Under terms of the joint venture, KKR is contributing 80 percent of the portfolio value in equity and Healthcare Realty will retain a 20 percent stake in the ownership of the portfolio, as well as oversee day-to-day operations and leasing at the property level. Healthcare Realty seeded the joint venture with 12 properties at a value of $382.5 million, followed by a second investment of properties valued at $118 million.

Crowley said that the REIT is effectively recapitalizing the properties at an attractive cap rate while maintaining ownership and reinvesting the proceeds back into the company by way of purchasing its own stock.

“You have to get creative when times are like this, and so for us to be able to have an option outside of our own balance sheet to grow the company — that’s a big success for us,” said Crowley.

David Braunstein, senior vice president of investments at White Plains, N.Y.-based Rethink Healthcare Real Estate, said that whether it’s joint venture equity partnerships, refinancing or selling, 2025 represents a “capitulation point” where healthcare real estate brokerages will be working overtime, as more deals are expected to come to market.

“It’s time,” said Braunstein. “You are not kicking the can down the road for a better day. Unfortunately, there is no better day if your internal rate of return right now is zero or -1. It’s time to transact.”

No Appetite For Leasing Risk

All the panelists agreed that the value-add play where investors — and more importantly, their capital partners — take on lease-up risk in the short term to realize long-term returns is not a viable strategy in the healthcare real estate space, at least not for 2025.

“The value-add deals are where the capital markets side has issues, but that is on the equity side as well,” said Cole Reethof, vice president of CBRE’s U.S. Healthcare Capital Markets team in Atlanta. “The lease-up play has to be really strong for debt and equity for there to be buy-in.”

“If you have equity that wants traditional value-add or opportunity-oriented returns, it’s a tough opportunity set right now,” added Braunstein.

The leasing profile has to be satisfied even for new ground-up construction, according to the panelists. For the most part, both debt providers and joint venture partnerships are not willing to fund construction projects, even in desirable submarkets, unless tenants are committed.

“Development has been challenging in terms of construction financing,” said Braunstein. “If you have a 100 percent preleased project, you can get off the ground.”

In A Word

To close out the panel discussion, Dow asked each panelist to provide a one-word prediction for healthcare real estate activity for 2025. Randi Ruble, senior vice president of real estate development at Pensacola, Fla.-based Catalyst Healthcare Real Estate, went with the term “customization.”

“We are customizing every single project with the right partners,” said Ruble. “Right now, we have end users that are in our pipeline so we’re customizing how we want that to roll out.  And sometimes our equity partners are from different solutions. We are utilizing every option and being very creative with how we craft our solutions.”

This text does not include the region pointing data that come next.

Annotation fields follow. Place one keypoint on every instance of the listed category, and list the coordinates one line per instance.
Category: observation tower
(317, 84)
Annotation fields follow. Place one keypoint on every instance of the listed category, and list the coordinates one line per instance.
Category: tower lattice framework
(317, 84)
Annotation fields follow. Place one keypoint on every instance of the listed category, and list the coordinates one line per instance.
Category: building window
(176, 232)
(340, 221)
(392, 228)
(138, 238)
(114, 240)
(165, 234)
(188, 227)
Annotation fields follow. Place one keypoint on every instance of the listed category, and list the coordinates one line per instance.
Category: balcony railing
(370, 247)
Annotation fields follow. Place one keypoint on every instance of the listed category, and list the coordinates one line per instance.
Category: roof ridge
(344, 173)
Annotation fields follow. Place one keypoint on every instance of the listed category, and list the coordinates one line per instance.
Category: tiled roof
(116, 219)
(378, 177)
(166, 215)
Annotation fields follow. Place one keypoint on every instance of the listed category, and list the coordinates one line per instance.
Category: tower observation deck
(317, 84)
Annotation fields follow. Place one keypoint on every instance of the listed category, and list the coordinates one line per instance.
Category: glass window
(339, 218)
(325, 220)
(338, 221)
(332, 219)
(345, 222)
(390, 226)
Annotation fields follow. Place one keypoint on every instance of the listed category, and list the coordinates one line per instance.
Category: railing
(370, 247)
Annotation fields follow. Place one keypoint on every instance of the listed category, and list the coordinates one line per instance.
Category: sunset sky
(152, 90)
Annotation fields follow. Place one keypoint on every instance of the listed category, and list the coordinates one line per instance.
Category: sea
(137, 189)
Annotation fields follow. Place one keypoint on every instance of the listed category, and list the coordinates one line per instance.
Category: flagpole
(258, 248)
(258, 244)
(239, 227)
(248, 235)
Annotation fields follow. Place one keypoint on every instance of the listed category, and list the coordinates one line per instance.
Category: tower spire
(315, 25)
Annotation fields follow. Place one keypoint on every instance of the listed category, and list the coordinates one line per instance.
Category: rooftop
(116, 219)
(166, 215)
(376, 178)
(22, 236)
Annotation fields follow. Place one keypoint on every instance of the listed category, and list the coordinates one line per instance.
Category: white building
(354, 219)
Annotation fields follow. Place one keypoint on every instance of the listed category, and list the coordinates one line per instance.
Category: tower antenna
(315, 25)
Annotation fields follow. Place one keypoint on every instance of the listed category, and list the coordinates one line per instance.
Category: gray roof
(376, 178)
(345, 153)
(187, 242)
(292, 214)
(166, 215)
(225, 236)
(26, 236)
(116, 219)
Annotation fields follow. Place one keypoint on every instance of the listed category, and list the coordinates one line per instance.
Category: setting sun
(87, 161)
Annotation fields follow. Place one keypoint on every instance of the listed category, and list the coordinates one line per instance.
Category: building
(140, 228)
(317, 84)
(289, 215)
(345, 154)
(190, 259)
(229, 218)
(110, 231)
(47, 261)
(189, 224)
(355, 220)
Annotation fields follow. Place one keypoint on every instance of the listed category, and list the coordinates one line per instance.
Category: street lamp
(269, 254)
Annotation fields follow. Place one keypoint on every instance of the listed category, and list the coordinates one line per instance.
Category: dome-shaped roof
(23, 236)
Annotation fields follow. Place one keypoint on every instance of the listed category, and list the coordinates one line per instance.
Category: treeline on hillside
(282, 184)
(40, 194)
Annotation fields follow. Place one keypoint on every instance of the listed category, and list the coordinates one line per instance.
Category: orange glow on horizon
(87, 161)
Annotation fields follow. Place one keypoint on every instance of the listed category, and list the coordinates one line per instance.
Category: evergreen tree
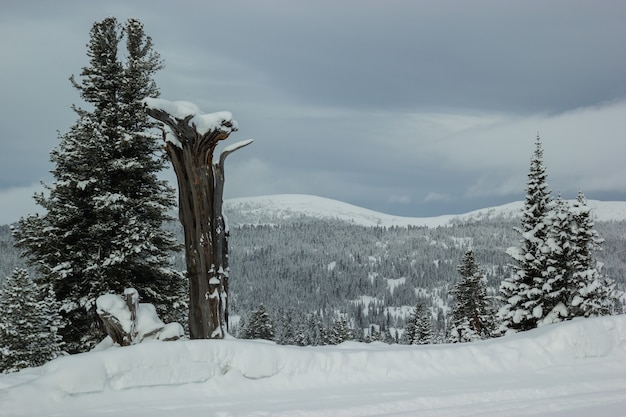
(340, 331)
(473, 314)
(558, 278)
(259, 325)
(522, 293)
(418, 329)
(590, 292)
(29, 323)
(102, 229)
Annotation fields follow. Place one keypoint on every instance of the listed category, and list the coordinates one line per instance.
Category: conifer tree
(473, 314)
(340, 331)
(590, 292)
(259, 325)
(558, 278)
(102, 229)
(521, 293)
(29, 323)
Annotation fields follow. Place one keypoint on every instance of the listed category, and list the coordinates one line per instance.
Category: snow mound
(231, 365)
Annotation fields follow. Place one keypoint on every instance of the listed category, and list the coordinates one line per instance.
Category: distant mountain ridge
(280, 208)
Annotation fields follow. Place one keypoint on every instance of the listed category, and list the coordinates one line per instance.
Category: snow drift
(580, 357)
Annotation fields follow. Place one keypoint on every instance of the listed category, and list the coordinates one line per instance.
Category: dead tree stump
(190, 143)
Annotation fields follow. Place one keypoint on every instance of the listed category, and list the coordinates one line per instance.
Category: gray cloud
(412, 108)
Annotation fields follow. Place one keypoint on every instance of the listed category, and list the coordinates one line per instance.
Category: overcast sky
(413, 108)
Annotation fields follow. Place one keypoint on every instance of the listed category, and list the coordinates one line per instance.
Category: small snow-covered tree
(521, 293)
(102, 229)
(340, 331)
(259, 325)
(590, 292)
(418, 329)
(29, 323)
(473, 313)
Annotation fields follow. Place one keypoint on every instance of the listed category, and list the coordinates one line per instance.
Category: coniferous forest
(299, 280)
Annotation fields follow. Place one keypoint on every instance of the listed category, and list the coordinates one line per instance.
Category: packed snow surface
(277, 208)
(572, 369)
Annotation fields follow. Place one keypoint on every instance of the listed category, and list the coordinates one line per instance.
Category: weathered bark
(200, 188)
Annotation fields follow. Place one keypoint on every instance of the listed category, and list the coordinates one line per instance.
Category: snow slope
(572, 369)
(278, 208)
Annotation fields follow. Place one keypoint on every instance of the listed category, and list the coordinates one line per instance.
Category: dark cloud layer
(408, 107)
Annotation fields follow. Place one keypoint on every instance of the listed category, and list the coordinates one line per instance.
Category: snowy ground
(572, 369)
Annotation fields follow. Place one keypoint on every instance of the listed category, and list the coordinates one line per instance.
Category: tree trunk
(200, 188)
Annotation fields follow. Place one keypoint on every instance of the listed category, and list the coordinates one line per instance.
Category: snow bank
(262, 365)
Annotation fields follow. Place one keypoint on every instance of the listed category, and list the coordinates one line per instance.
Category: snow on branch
(186, 112)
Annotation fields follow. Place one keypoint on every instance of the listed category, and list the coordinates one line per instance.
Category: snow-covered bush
(129, 322)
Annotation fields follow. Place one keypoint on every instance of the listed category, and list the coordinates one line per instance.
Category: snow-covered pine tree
(521, 292)
(259, 325)
(29, 323)
(102, 229)
(590, 292)
(423, 326)
(557, 276)
(473, 315)
(418, 329)
(340, 331)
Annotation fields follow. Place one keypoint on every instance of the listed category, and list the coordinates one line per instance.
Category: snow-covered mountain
(288, 207)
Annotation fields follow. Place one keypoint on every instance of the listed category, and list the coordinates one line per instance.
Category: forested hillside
(372, 274)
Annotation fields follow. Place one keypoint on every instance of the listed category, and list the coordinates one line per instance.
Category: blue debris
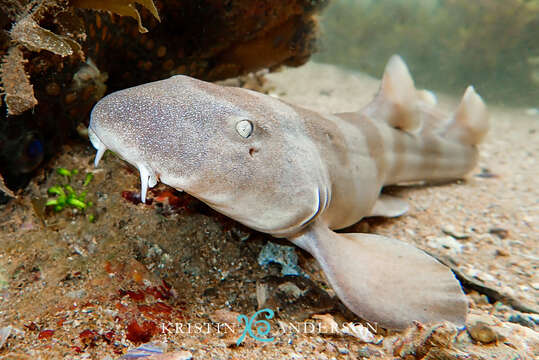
(280, 254)
(524, 320)
(144, 351)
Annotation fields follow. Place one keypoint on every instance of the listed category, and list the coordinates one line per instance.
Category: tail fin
(384, 280)
(469, 124)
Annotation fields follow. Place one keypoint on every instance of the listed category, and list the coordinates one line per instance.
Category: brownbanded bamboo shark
(294, 173)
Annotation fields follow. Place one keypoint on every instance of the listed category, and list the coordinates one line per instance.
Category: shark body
(291, 172)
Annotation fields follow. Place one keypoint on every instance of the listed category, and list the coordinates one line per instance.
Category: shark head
(245, 154)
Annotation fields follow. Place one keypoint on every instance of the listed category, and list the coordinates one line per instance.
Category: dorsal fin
(396, 101)
(469, 124)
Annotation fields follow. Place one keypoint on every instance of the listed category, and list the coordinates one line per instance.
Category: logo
(262, 327)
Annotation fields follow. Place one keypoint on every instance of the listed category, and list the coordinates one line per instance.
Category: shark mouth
(147, 175)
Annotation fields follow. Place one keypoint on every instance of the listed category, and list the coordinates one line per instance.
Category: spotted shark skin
(291, 172)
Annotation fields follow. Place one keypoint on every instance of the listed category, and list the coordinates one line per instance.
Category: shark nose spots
(244, 128)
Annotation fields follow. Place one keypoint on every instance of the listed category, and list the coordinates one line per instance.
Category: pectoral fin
(384, 280)
(389, 206)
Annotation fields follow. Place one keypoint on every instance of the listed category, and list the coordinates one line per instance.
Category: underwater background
(448, 44)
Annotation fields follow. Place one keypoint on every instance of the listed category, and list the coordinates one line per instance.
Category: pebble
(482, 332)
(523, 320)
(446, 242)
(450, 230)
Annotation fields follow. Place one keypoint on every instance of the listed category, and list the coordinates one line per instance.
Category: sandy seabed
(73, 289)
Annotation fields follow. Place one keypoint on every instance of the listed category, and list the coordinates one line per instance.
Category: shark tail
(384, 280)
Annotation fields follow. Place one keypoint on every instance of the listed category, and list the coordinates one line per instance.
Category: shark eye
(244, 128)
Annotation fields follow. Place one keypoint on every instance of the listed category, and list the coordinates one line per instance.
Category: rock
(499, 232)
(482, 332)
(358, 331)
(446, 242)
(328, 324)
(450, 230)
(524, 320)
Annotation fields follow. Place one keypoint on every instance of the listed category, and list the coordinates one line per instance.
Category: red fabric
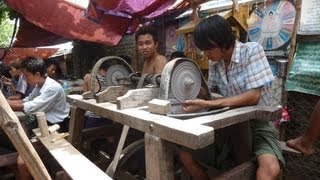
(68, 20)
(30, 35)
(21, 53)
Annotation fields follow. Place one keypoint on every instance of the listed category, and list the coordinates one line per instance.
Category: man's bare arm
(16, 105)
(161, 61)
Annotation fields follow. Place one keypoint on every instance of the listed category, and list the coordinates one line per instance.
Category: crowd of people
(240, 72)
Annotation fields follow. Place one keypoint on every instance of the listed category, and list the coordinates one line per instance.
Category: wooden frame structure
(161, 131)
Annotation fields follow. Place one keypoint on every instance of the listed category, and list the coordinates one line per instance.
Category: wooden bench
(76, 165)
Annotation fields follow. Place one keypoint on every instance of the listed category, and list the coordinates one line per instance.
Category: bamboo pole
(11, 125)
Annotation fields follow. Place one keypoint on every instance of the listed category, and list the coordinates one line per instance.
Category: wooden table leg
(77, 121)
(159, 158)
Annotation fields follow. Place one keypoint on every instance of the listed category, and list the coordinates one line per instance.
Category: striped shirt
(248, 69)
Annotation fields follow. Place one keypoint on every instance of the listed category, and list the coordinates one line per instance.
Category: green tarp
(304, 75)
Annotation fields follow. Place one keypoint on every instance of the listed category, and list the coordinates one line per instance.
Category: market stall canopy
(43, 52)
(21, 53)
(104, 22)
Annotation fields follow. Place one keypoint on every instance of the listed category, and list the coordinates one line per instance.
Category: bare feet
(301, 144)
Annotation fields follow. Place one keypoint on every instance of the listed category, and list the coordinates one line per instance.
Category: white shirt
(50, 99)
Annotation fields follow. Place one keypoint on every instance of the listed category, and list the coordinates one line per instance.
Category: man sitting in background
(147, 42)
(18, 81)
(47, 96)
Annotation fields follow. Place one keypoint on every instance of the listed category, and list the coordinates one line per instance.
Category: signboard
(310, 18)
(272, 26)
(304, 75)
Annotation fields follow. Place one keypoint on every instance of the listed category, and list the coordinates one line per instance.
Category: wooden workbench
(160, 131)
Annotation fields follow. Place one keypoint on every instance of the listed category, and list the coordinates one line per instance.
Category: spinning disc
(115, 73)
(185, 81)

Ruble said that Catalyst has mitigated some of the headwinds facing the industry with its build-to-suit partnerships, which take lease-up risk out of the equation. The firm recently delivered a MOB and ambulatory surgery center in Wildwood, Fla., for Ocala Eye, an optometrist practice with multiple locations throughout north-central Florida.

Ruble’s chosen word was in line with the other themes of the panel, namely collaboration and creativity. The other panelists opted for terms that were optimistic in nature: Crowley chose the word “better,” Appel’s word was “strategy” and Braunstein went with “momentum.” Reethof, meanwhile, chose “soiree.”

“I don’t mean 2025 is going to be an absolute party, but I think everyone that has been on the sidelines is going to join in,” said Reethof. “Groups that have had their dry powder or allocations have shifted and will be joining the party in 2025.”